課題番号:5005
独立行政法人産業技術総合研究所
地表兆候の少ない断層の連続性・活動性・不均質性の解明に関する研究
近接して存在する断層間、横ずれ断層、内陸地震震源域等の地表兆候の少ない地域周辺において、人工地震探査を始めとする各種の地球物理学的・地質学的な構造調査・データ収集を実施し、それらにより得られる構造特性に基づき、断層の連続性・活動性・相互関係・不均質性等を評価する。人工震源による探査が困難な深部については、主に自然地震による反射波・変換波・散乱波など地震波データや重力・温度データ等から、不均質性に対して敏感なフェイズや物性値の検出を試みる。さらに、これらのフェイズや物性値と断層のセグメント構造、活動性、不均質性などとの関係の抽出を試みる。また、断層面における反射波・変換波の振幅変化などの構造に起因する特徴と地震モーメントの関係なども検討する。平成18年度は、平成17年度に引き続き、いくつかのモデル地域で地下構造調査等を実施し、断層の連続性等を評価する。また、不均質性検出技術の開発を進める。
近接断層間地域、断層の地表兆候の少ない地域として、宮城県北部の地震や中越地震の震源域周辺、あるいは、関東平野など活断層の存在が推定されている平野部等を調査モデル地域とする。モデル地域周辺で、基盤深度までの高精度な地下構造調査や自然地震観測等を実施し、断層の連続性、変位量、セグメント構造等を評価する。前年度よりも高精度に断層面の不均質性を検出できるよう探査手法やデータ処理技術の改良を試みる。

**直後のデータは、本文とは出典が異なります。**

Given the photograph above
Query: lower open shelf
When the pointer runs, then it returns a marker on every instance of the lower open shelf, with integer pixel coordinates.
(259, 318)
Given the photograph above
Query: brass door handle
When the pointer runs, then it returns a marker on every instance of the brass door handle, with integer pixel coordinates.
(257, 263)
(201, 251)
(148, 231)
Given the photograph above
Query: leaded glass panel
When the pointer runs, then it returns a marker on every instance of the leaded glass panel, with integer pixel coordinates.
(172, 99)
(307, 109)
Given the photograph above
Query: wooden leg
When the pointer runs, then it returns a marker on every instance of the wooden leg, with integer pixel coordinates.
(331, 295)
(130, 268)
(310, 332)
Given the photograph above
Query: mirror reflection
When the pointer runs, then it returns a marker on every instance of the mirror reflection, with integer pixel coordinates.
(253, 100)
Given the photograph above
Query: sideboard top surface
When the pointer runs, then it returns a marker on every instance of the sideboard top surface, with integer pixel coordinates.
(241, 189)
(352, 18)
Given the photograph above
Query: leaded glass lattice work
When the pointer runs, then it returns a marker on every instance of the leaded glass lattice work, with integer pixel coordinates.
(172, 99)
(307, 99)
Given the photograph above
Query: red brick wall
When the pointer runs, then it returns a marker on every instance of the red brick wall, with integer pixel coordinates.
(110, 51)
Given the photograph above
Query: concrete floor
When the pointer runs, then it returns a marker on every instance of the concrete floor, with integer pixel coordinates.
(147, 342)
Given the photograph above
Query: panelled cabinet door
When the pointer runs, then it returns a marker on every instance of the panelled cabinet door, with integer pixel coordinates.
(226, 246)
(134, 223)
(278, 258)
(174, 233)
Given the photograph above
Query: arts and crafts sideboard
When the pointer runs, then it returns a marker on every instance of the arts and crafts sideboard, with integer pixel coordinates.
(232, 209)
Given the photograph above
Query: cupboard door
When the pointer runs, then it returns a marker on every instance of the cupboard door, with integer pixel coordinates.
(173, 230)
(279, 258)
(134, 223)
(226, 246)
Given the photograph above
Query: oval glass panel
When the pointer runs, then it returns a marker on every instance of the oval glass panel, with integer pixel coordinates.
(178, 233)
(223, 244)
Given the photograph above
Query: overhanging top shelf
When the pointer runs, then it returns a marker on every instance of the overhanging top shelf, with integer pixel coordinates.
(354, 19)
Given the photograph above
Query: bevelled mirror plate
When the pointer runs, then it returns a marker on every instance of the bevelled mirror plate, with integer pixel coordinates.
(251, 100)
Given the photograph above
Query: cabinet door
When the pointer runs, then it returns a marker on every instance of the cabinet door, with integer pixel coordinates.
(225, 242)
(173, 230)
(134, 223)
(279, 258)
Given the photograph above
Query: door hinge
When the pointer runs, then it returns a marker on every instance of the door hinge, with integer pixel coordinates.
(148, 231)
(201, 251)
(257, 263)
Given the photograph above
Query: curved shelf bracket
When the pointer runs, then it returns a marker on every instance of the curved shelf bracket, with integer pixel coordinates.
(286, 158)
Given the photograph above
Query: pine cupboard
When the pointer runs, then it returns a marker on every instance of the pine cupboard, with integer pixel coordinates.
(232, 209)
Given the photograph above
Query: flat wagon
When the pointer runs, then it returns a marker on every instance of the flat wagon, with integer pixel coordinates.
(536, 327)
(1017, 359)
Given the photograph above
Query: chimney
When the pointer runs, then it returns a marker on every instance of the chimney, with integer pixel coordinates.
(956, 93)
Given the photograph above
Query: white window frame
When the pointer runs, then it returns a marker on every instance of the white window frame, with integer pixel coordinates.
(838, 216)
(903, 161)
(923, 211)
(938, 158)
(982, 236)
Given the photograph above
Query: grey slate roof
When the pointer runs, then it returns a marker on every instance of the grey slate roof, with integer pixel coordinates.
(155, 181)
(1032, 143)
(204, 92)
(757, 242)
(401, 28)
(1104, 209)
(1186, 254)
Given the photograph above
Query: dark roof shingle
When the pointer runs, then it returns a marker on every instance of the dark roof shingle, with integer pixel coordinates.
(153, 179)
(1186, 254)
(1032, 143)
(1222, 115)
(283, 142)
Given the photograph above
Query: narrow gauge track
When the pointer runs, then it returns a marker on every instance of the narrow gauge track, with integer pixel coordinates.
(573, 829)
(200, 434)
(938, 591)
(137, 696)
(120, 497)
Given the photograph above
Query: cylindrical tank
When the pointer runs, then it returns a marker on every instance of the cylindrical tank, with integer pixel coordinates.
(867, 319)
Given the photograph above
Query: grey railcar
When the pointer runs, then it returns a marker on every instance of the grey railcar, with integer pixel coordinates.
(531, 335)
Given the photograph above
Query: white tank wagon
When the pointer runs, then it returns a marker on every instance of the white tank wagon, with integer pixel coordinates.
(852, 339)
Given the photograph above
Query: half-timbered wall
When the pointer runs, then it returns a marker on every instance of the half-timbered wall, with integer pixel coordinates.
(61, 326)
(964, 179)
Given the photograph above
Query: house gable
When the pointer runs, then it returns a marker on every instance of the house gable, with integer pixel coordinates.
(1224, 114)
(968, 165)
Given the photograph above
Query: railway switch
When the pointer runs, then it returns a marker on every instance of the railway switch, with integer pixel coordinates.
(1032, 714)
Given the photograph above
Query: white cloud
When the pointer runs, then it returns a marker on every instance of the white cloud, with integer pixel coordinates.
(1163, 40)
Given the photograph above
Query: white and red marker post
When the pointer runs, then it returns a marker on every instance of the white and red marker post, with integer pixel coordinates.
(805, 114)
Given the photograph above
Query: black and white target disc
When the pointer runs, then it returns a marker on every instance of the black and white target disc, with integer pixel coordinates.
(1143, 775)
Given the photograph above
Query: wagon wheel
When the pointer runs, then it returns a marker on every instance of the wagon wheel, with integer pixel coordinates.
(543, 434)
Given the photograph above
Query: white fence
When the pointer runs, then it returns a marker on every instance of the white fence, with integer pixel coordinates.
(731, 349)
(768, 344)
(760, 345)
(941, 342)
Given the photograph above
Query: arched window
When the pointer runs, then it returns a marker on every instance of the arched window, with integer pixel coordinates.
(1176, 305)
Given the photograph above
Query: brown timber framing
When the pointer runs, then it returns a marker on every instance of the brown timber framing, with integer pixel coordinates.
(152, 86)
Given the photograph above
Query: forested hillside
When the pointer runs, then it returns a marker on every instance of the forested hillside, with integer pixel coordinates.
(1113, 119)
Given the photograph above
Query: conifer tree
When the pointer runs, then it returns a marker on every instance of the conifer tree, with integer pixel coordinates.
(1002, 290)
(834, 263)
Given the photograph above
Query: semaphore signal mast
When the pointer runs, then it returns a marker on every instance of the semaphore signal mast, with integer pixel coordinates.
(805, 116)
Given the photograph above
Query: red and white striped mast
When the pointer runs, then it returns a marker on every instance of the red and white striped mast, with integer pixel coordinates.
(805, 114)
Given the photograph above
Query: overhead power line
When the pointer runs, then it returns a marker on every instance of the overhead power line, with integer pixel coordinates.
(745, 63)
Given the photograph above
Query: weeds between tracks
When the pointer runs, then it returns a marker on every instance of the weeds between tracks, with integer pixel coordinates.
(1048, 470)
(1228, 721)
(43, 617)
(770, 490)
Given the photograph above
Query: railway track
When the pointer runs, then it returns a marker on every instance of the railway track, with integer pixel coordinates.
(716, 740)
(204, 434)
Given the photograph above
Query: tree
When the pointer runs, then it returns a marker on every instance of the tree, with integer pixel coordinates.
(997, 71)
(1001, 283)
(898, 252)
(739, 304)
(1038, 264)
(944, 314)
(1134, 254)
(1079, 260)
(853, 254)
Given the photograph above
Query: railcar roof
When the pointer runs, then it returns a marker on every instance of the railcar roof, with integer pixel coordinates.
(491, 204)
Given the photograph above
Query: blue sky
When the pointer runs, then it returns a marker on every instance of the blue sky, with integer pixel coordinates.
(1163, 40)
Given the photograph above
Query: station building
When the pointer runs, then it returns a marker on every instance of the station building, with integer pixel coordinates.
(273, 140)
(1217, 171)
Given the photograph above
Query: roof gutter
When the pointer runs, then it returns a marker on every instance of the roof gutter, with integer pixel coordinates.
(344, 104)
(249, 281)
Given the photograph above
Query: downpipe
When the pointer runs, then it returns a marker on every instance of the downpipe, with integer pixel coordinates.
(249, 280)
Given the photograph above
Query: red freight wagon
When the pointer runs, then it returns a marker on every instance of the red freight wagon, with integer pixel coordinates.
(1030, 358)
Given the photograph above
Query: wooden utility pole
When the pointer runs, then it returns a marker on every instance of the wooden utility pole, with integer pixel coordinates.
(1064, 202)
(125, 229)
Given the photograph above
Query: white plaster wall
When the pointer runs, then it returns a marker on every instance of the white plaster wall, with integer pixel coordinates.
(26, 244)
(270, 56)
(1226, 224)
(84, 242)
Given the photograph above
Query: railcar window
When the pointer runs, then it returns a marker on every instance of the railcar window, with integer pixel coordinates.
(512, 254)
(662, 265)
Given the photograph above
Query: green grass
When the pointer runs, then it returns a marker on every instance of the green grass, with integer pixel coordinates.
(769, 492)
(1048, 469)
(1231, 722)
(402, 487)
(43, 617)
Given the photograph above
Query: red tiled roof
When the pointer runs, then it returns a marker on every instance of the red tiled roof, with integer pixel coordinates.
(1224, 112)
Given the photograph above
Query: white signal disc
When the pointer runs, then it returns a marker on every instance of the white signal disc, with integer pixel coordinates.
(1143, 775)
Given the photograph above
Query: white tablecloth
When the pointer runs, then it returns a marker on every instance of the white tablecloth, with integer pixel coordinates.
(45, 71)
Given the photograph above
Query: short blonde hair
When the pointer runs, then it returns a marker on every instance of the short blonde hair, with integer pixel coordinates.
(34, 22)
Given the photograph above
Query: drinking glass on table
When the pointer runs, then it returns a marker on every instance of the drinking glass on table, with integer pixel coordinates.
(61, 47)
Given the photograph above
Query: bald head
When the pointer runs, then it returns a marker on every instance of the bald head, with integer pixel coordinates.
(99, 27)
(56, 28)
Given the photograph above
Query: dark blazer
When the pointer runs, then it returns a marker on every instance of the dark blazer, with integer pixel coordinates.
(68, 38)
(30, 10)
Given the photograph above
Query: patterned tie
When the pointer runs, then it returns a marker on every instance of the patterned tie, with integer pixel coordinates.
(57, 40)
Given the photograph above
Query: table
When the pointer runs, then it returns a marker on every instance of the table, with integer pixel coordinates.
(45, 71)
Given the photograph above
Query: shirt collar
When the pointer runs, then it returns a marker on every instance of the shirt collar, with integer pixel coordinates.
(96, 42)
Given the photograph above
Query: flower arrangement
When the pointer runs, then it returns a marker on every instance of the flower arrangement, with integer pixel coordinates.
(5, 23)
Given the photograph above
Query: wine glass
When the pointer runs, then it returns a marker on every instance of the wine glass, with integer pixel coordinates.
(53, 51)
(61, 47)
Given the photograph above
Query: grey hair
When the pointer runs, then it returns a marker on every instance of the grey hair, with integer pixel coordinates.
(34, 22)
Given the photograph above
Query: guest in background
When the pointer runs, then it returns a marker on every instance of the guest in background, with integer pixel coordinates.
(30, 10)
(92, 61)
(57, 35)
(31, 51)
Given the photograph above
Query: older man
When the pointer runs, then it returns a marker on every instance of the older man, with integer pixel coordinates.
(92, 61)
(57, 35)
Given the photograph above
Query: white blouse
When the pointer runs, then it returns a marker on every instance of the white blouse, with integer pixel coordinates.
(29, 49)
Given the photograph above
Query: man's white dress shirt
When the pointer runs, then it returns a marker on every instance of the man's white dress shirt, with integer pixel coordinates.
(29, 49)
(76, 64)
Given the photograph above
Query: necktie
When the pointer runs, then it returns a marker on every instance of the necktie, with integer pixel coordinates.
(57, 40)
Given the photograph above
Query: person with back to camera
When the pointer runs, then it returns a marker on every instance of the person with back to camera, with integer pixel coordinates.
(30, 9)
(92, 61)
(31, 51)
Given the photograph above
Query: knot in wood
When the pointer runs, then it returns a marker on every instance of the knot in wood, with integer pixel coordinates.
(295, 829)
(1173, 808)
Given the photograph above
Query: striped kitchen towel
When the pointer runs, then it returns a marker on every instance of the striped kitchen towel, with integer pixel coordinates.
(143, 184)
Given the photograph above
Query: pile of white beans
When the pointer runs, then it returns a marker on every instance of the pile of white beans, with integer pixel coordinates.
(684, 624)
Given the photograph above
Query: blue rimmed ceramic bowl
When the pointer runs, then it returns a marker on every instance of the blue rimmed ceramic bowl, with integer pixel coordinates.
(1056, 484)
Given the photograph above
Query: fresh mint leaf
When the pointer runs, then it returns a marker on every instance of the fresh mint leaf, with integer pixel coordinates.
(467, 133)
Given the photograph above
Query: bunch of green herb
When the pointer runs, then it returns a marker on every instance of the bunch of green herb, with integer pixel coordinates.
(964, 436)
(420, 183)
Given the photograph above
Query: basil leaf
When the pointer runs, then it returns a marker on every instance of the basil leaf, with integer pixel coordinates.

関東平野北西縁断層帯の深谷断層と綾瀬川断層の間隙部の詳細構造を解明するため、既存の地下構造調査測線の中間に調査測線を設定し地下構造調査を実施した.両断層は少なくとも約2.5キロメートルにわたって並走すること、深谷断層は南方に向けて変位が分散してゆき徐々に消滅すること、綾瀬川断層はさらに北方へと続く可能性があることを明らかにした.綾瀬川断層による周辺地域の地層変形を広範に解明するため、断層トレースを挟んで北東側の浅部構造を主たる対象として地下構造調査を実施した.